The Lake Oswego Lakers know what it means to get down and dirty. You don’t win as many football games as they have and still keep your soft collar popped. These guys play for keeps. They know the way to the top and they want to be there again.

By the time they’re seniors, the players have spent more time in the weight room than a tanning booth. Football studs identify themselves by their wins and losses, no other stats matter. These guys are no different, except for one minor detail.

Ball players at LO sign a conduct pledge with the coach. He’ll live up to his end, they live up to theirs.

A big part of growing up happened after those ten seniors smoked a joint, which must have been the size of a Cuban cigar.

The coaches got a whiff of the chronic that night and let it ride until the next day. No sense rousting a bunch of loaded guys in the woods.

When they asked the players who toked up to stand up the next morning, twenty feet hit the ground. So did the Lakers’ season.

The guys stood up. They took responsibility for their actions. No finger pointing, no accusations, just accountability.

Talk about a teaching moment in high school.

They knew all about the conduct contract. They knew what the coach would do. And they know they wouldn’t get hazed by their teammates since they are seniors.

Four game suspension, in-school suspension, community service, then their first game back against the Tualatin Timberwolves on September 26th. They can still practice with the team, just not play. By the time the Tualatin game rolls around, they’ll have a better picture of their last season.

Is this fair punishment for weed in an era of medicinal marijuana with pictures of the plant on the covers of responsible publications? Is it fair when a measure for recreational marijuana is up for a vote?

To all who subscribe to the idea of dumb jocks do dumb things: when you sign a pledge to live up to the standards of an elite program, your behavior must be elite.

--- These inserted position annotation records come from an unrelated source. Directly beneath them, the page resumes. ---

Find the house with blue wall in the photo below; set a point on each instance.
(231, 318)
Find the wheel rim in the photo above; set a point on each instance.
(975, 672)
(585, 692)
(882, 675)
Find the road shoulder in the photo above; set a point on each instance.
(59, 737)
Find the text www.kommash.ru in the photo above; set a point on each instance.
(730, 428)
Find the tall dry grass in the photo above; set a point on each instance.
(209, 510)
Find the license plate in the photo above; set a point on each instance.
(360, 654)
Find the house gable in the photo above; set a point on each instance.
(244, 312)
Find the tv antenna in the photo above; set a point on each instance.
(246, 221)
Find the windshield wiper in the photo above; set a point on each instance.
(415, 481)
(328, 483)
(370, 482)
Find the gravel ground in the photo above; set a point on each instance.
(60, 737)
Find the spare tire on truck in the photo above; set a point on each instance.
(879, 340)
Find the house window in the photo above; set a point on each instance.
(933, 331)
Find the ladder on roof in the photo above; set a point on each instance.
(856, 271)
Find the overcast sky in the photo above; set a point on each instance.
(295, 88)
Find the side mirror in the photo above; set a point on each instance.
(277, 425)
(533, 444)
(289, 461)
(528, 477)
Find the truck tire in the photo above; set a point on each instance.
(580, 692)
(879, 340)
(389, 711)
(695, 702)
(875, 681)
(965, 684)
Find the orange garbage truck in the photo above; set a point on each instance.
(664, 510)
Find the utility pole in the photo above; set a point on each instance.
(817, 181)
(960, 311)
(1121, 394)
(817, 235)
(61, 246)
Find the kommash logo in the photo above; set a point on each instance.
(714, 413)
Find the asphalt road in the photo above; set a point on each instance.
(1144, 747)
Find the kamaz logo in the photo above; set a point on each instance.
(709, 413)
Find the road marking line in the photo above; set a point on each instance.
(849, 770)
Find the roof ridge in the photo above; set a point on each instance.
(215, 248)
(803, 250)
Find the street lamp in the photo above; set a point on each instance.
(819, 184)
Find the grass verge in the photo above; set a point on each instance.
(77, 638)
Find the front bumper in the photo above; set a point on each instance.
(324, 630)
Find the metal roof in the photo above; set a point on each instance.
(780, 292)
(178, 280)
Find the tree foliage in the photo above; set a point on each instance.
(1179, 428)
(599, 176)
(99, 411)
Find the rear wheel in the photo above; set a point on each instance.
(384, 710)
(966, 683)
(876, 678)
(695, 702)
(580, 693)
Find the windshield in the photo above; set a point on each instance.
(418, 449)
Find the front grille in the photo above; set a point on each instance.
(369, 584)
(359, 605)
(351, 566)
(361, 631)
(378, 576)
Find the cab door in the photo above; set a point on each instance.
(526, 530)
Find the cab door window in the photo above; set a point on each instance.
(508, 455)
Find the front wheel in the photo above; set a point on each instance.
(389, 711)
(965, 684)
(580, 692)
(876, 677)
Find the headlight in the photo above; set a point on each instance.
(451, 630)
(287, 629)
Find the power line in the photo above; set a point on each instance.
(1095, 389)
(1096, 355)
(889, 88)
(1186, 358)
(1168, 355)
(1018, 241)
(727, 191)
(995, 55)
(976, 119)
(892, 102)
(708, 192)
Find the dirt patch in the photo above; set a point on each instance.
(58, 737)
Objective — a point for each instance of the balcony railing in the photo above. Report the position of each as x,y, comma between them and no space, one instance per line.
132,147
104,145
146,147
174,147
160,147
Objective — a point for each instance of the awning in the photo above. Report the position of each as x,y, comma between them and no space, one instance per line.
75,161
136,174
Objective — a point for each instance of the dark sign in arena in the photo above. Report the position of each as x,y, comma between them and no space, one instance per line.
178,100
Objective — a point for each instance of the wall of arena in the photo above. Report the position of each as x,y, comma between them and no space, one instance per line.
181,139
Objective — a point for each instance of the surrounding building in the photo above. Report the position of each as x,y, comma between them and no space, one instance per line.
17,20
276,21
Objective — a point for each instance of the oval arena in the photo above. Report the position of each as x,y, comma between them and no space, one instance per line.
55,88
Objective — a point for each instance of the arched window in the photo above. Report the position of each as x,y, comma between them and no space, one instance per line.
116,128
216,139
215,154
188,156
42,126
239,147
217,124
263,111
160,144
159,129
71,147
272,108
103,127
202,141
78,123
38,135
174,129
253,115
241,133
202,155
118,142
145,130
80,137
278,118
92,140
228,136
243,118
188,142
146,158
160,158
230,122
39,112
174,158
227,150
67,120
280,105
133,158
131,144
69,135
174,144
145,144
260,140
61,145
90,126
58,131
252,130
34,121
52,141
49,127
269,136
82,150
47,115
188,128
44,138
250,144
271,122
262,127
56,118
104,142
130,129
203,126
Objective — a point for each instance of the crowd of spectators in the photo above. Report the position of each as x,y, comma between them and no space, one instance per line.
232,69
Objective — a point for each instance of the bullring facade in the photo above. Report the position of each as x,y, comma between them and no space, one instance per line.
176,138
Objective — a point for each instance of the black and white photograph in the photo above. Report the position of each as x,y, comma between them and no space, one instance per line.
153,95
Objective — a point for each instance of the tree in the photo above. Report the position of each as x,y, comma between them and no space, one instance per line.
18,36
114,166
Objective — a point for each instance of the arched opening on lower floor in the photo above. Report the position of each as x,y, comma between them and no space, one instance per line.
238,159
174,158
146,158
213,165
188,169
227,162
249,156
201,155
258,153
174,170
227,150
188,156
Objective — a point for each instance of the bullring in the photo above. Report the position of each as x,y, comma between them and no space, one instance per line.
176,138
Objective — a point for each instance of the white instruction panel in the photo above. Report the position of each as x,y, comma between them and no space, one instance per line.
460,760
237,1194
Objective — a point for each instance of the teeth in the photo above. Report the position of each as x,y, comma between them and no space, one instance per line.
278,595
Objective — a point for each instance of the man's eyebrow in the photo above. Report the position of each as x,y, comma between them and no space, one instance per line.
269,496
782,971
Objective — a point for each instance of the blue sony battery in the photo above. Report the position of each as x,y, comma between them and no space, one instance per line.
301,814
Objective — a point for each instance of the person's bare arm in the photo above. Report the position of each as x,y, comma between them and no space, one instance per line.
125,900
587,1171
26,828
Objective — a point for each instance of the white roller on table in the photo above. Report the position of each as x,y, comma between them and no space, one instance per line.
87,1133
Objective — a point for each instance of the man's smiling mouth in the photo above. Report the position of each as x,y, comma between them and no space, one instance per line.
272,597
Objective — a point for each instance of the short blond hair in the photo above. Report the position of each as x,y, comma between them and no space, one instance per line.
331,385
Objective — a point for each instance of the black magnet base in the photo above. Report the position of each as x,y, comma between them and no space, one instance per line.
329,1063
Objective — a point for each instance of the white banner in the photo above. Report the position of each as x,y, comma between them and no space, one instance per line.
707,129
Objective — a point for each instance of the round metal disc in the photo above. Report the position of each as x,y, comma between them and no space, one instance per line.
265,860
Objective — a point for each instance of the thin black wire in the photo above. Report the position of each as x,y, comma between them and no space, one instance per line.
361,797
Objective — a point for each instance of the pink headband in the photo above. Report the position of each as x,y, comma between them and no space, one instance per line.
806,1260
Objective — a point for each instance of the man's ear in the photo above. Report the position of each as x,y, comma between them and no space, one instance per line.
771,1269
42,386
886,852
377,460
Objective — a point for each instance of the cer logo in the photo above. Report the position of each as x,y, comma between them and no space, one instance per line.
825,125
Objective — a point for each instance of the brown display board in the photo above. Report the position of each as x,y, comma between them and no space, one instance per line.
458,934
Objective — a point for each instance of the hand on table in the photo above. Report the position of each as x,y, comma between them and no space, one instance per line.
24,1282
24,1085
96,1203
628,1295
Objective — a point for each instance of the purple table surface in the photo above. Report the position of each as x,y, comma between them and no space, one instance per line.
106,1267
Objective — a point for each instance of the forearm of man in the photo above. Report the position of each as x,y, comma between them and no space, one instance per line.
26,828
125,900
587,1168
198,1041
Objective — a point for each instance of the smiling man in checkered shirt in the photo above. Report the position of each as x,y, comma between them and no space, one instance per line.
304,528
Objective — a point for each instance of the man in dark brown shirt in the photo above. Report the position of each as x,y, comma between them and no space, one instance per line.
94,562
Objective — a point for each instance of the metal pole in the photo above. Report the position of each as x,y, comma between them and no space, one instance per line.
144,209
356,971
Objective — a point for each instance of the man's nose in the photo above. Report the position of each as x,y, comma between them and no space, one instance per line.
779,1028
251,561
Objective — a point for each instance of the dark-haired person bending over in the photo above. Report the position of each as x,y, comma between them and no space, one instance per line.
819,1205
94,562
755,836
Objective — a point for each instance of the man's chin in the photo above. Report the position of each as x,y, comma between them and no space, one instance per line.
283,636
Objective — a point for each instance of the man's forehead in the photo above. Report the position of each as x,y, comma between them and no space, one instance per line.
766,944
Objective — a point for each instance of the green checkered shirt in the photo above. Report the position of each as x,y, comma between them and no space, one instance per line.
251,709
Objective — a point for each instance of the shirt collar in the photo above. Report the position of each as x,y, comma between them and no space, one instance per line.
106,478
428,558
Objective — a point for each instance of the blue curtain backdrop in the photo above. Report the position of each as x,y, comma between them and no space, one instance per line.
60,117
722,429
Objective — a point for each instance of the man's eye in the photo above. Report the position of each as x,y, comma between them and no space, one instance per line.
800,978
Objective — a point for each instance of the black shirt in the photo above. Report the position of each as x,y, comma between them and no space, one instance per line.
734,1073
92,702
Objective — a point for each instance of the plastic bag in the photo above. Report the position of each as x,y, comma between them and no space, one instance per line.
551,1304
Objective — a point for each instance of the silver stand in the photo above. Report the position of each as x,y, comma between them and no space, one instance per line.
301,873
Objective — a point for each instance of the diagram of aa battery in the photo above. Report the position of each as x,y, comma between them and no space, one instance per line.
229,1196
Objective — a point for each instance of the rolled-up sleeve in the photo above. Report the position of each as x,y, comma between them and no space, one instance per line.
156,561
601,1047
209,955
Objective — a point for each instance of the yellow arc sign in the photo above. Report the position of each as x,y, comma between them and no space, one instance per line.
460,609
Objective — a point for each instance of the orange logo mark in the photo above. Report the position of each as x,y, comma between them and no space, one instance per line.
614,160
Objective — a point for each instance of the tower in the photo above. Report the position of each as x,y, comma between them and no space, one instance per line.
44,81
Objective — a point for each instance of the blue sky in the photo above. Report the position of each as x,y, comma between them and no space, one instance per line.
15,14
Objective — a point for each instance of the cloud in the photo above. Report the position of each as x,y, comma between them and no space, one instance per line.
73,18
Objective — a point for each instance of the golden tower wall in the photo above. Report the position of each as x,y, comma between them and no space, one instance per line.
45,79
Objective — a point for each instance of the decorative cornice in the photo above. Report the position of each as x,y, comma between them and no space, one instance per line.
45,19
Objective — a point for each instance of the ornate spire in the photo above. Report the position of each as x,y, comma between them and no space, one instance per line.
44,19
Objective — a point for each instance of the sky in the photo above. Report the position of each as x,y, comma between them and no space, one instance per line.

The coaches could have visited the kids on the stoner circle and puffed away with them, explaining how rules were meant for little people, then swept it all under the rug.

Instead, the players won’t play in the early season, and after the season they’ll have to answer recruiters’ questions about their character. This is the gift Coach Steve Coury handed them. Ten players have a bond the others don’t, and they will overcome the problems they share. Will they do it on the football field?

At least nine of the ten will. One has already quit the team, according to the Oregonian.

“This will be very impactful,” Coury said. “I think it will impact kids that weren’t even involved that were a part of the team. It will impact hopefully the decision making. It will impact leadership and standing up for what’s right, and not caving in to peer pressure.”

To any players who quit: Change you mind and rejoin the team, son. Your actions are in full view of your former teammates, your current teammates, your youth coaches, and every kid who ever looked up to you. This isn’t the time to hide out, it’s time to man the heck up.

You made a mistake? You hung with the wrong crowd? Show you’re a difference maker by making a difference, not running away. You’re a Lake Oswego Laker, that’s what you earned. You also earned a four game suspension, the same as the other guys who didn’t quit.

Be a winner and stick to your pledge. Show the little footballers how to take a shot and come back. You don’t lay down on the field, why lay down in real life. Ask Coach Coury for your helmet back. Ask your teammates for forgiveness. Then go out and crush the opposition. That’s what football players do. They don’t quit when it gets tough.

Sports have a way of sorting people out. Some get good breaks, some get bad breaks. Quit football when you’re too hurt to continue, not when your feelings get hurt. That’s the name of that game.

Then go thank your coach for showing you what men do instead of weaseling out of a conduct contract when it’s inconvenient.